Questo dato storico, non toglie assolutamente nulla alla questione della rappresentazione di cui si lamentano i giovani italiani, anzi, la supporta, in quanto dato di fatto, ma sicuramente serve anche a per capire perché fino ad una decina di anni fa c'era questo buco rappresentativo di altre culture, etnie ecc. Ad oggi invece assistiamo ad un tessuto sociale ampiamente modificato negli ultimi decenni e largamente multietnico (anche se ancora lontano dalle società a più antica immigrazione) a moltissimi livelli.
In questo contesto, che nonostante venga ancora in qualche modo ripudiato da alcune correnti politiche e da una parte della società civile, c’è una reale necessità di cambiare il modo in cui viene vista l’Italia. E in questo clima si posizionano prodotti televisivi come quelli che ho citato.

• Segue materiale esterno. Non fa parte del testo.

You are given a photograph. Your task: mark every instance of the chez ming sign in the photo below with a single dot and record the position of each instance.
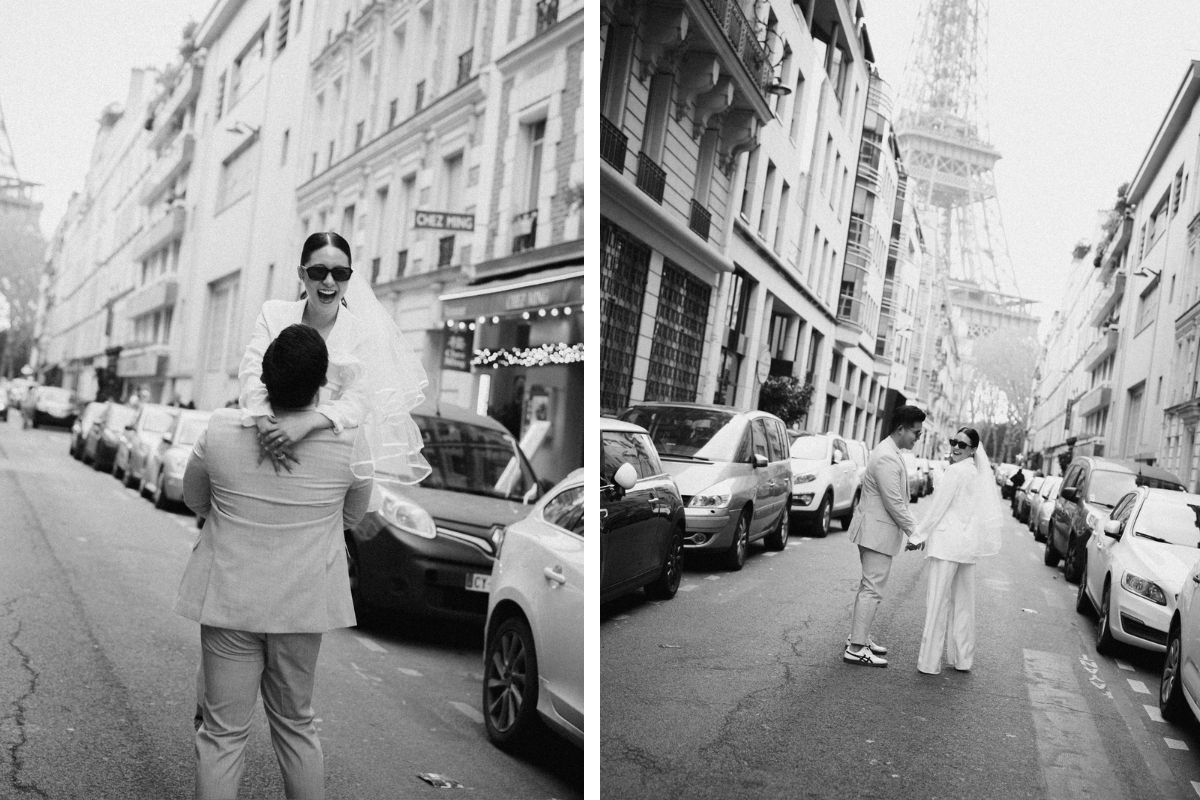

E’ importante sottolineare che questo cambiamento arriva in un momento di generale risveglio delle coscienze e di un globale cambiamento e di particolare attenzione alla rappresentazione delle diverse categorie e dei gruppi minoritari (alcuni dei quali sono definiti minoritari per convenzione, ma non lo sono). Zero, come Summertime, sono prodotti che normalizzano qualcosa che già i più giovani conoscono e vivono come assolutamente normale. In particolare voglio parlare di Zero perché è stato davvero bello, e personalmente mi sono divertita tantissimo, a guardare una serie in cui tutti i suoi personaggi non sembrano, all'apparenza, tipicamente italiani. In realtà, proprio come sostenevo nel mio articolo "Cosa vediamo quando vediamo?", non c’è nessuna ragione narrativa/diegetica per cui questi ragazzi debbano essere neri, lo stesso sviluppo si poteva raggiungere comunque, ed è qui che soggiace la vera svolta e la motivazione per cui questa serie è interessante. La ragione principale della scelta del cast è principalmente extradiegetica, ovvero sta nel fatto che la serie è liberamente tratta dal libro di Antonio Dikele Distefano (nato da genitori angolani) e dal fatto che si volesse fare un cast così perché è plausibile. E’ interessante infatti il focus di questo gruppo di ragazzi della periferia milanese che vive le loro avventure in un ambiente assolutamente multietnico, come sono effettivamente la maggioranza delle periferie italiane. Ci sono alcune cose palesemente rubate alla cultura americana che sono poco rappresentative della specificità italiana e sembrano inserite, molto più per ingraziarsi il pubblico italiano e internazionale abituato a certi tipi di stereotipi. Ma possiamo scusare questo particolare nella speranza che non venga ripetuto e che la serie non diventi una versione italiana degli stereotipi americani.
La cosa importante però è che Zero, come Summertime, servivano al nostro panorama seriale per dare alle nuove generazioni una giusta rappresentazione e dei riferimenti. L’Italia si confronta adesso con la sua pluralità etnica e culturale e, aiutata dal momento storico, l’industria mediatica sta rispondendo con tutte le lacune, ritardi e inciampi e critiche che ci sono.
Spero quindi che, grazie a questi prodotti di largo consumo (almeno fra i giovani) e grazie ai giovani, nati, cresciuti e formati in un tessuto sociale altamente plurale e molto più sensibile e consapevole di tante problematiche rispetto alla mia generazione (e quelle precedenti), questa spinta al cambiamento proceda e diventi più diffusa.
Mi auguro che in questo contesto che insieme ad una profonda spinta reazionaria mostra un generalizzato cambiamento, l’uscita di prodotti seriali come Zero e Skam o altri che mostrano al grande pubblico realtà già esistenti, ma talvolta distanti, servano a “normalizzare”.